Boeken over wildernis.
Van Eric Newby's gelukzaligheid in de Hindu Kush tot de Saharaanse verschrikkingen van Paul Bowles, Carry Davies deelt haar favoriete visioenen van onpeilbaar grondgebied en haar top 10 wildernisboeken.
1. The Sheltering Sky by Paul Bowles
In Bowles 'vreemde, angstaanjagende, en soms bijna hallucinerend verhaal, reizen een Amerikaans echtpaar, Port and Kit en hun vriend Tunner in de nasleep van de Tweede Wereldoorlog naar de barre leegte van het noorden Afrikaanse woestijn. Wat volgt, als de drie van hen afdrijven naar plaatsen die ze niet begrijpen, is zowel een ontwaking als een desintegratie, omdat ze oog in oog komen te staan met het uitgestrekte en vijandige landschap om hen heen. Een verhaal over tijd en sterfelijkheid, over de kleinheid en beknoptheid van ons leven en de gruwelijke leegte voorbij "de beschermende hemel".
2. Train Dreams by Denis Johnson
Robert Grainier is een gewone man wiens taak bomen opruimt voor de Amerikaanse spoorweg in de vroege jaren 1900, hem in een bijna ongerepte wildernis plaatst, waar hij een huis bouwt, trouwt en een kind krijgt. Op een dag keert de wildernis die voor hem heeft gezorgd zich tegen Grainier en overspoelt hem met een tragedie. Een korte roman van buitengewone kracht, Train Dreams vertelt het verhaal van het lange leven van Grainier temidden van een gewelddadig, veranderend, spookachtig landschap.

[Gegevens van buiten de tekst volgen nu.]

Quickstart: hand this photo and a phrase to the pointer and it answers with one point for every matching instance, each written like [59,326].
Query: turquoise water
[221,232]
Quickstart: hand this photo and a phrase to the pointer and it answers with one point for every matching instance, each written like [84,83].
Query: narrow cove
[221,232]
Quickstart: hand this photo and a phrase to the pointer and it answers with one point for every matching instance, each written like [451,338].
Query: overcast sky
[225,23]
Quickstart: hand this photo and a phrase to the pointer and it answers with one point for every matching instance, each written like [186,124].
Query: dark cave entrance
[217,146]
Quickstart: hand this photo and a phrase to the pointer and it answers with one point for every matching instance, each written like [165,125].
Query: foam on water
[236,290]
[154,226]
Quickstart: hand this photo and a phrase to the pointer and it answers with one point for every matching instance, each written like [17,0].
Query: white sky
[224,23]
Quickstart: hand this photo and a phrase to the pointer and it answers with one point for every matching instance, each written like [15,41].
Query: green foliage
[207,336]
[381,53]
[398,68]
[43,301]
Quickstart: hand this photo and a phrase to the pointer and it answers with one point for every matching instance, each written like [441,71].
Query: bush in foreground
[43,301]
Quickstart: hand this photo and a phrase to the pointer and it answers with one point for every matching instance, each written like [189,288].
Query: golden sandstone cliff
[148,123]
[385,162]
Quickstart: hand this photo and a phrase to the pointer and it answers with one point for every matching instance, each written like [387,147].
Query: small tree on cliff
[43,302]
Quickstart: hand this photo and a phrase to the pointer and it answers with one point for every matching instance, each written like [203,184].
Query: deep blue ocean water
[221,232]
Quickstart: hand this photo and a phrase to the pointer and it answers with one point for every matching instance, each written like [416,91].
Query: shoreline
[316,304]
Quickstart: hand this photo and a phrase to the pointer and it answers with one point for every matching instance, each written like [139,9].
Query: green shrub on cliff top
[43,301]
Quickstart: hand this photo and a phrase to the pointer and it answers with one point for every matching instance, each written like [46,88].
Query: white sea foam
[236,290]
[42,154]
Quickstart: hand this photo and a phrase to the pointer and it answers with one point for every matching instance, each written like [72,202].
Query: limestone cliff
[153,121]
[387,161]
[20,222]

3. A Field Guide to Getting Lost by Rebecca Solnit
Deze essays over het belang van verdwalen, die tegelijk filosofisch en immens goed leesbaar zijn, behoren tot de beste van Solnit. Als een echte zwerver vertrok je met haar zonder ooit te weten waar je naar toe gaat, maar altijd beloond door het plezier van de reis, door haar inzicht, sprankelende anekdotes en oprechte aansporing om "de deur open te zetten voor het onbekende, de deur naar het donker. Dat is waar de belangrijkste dingen vandaan komen, waar je zelf vandaan kwam en waar je naartoe gaat."

4. The Birthday Boys by Beryl Bainbridge
Er zijn talloze boeken over het bod van Capt Robert Falcon Scott in 1910-13 om de Zuidpool te bereiken, niet het minst Scott's eigen meeslepende en bijna ondraaglijk aangrijpende dagboeken. Wat ik zo leuk vind aan Bainbridge's roman uit 1991 is het koor van stemmen; de onderling verbonden en overlappende first-person accounts van deze meest rampzalige reizen, zoals onderofficier Taff Evans, Dr. Edward (oom Bill) Wilson, Henry (Birdie) Bowers, Capt Lawrence (Titus) Oates en Scott zelf vertellen allemaal hun verhaal. In al hun verwondering, idealisme, dwaasheid en moed brengt Bainbridge ze hartverscheurend tot leven in de wrede Antarctische wildernis.